We have setup multiple DMZ boxes to handle this inbound traffic from the Sauce Connect™ tunnels.

While this sounds like the perfect setup, there is still some plumbing that needs to be done to ensure scalability and availability. We also ran into the following 2 issues:

  1. Sauce Connect™ tunnel would become unresponsive with no notification
  2. Suace Labs recommends to restart each Sauce Connect™ tunnel once every 24 hours

Introducing Lookout & Raven!

  • Raven is an application that launches a Sauce Connect™ tunnel in the DMZ
  • Lookout is an application that monitors the health of the Raven(s)
Lookout — Raven — Orchestrator Architecture

A Raven’s sole purpose is to start and stop a Sauce Connect™ tunnel.
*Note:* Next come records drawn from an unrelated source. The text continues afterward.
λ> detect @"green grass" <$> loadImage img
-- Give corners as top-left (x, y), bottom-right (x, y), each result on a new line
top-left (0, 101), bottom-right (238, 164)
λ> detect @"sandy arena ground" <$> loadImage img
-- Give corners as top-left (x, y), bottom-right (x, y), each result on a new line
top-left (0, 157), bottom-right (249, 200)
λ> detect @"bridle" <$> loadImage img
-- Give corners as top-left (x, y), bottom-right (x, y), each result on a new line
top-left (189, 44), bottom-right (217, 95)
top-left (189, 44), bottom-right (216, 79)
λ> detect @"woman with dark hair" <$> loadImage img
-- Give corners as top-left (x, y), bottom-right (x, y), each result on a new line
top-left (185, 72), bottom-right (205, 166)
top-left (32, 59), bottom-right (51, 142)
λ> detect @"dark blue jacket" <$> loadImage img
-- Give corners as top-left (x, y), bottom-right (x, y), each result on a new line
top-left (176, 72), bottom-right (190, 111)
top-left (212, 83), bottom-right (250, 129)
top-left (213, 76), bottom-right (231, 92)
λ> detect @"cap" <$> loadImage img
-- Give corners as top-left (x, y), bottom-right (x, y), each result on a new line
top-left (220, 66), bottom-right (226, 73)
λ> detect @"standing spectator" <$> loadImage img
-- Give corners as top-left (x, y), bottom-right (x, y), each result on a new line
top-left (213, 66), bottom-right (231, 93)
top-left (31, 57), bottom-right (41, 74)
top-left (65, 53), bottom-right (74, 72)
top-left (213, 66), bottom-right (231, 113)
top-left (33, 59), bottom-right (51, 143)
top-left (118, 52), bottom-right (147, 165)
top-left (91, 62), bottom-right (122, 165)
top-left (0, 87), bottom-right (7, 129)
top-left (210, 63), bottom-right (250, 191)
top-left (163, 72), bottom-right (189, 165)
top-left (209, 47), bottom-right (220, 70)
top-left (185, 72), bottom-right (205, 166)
The health check logic is pushed off to the lookout application because Sauce Labs rate limits authenticated requests.

For authenticated requests, these limits are imposed for individual user account

The limit is 3. If we have more than 3 Raven’s with the same credentials for a tunnel, we would rate limit ourself checking the status of the tunnels.

Instead, we push this logic onto the Lookout application. A single Lookout application will be deployed for a cluster of Ravens that share the same tunnel id. This allows us to check the status for a collection of tunnel ids with the same credentials. Once Lookout acquires the list of active tunnels, it writes these tunnels to file. At this point, we can have all of our Raven’s check the file to see if they are still active tunnels. If they are NOT in the active list, they will terminate themselves.

All of our Ravens and Lookout applications are controlled by a single configuration file and process management which we call our Orchestrator.

Orchestrator solves the following problems:

  • availability requirements by having the process manager restart the Raven any time it terminates itself
  • requirements by deploying to multiple DMZ machines
  • scalability requirements by allowing us to add/remove/restart tunnels without impacting other running tunnels

Impact of these applications

  • Zero manual restarts for unresponsive tunnels since the Lookout and Raven implementation (Previously needed a manual restart ~4 times a week)
  • No customer test case issues reported because of tunnel outage (Previously received ~1 customer issue a week)
  • Zero impact on existing tunnels or running test cases when starting new tunnels

Conclusion

Ensuring that code is tested on multiple browsers and versions is very important to any company with a web presence. There are so many different versions of browsers that setting up the correct infrastructure to handle that is a great undertaking. Take advantage of the tools that are already available and use them to your benefit.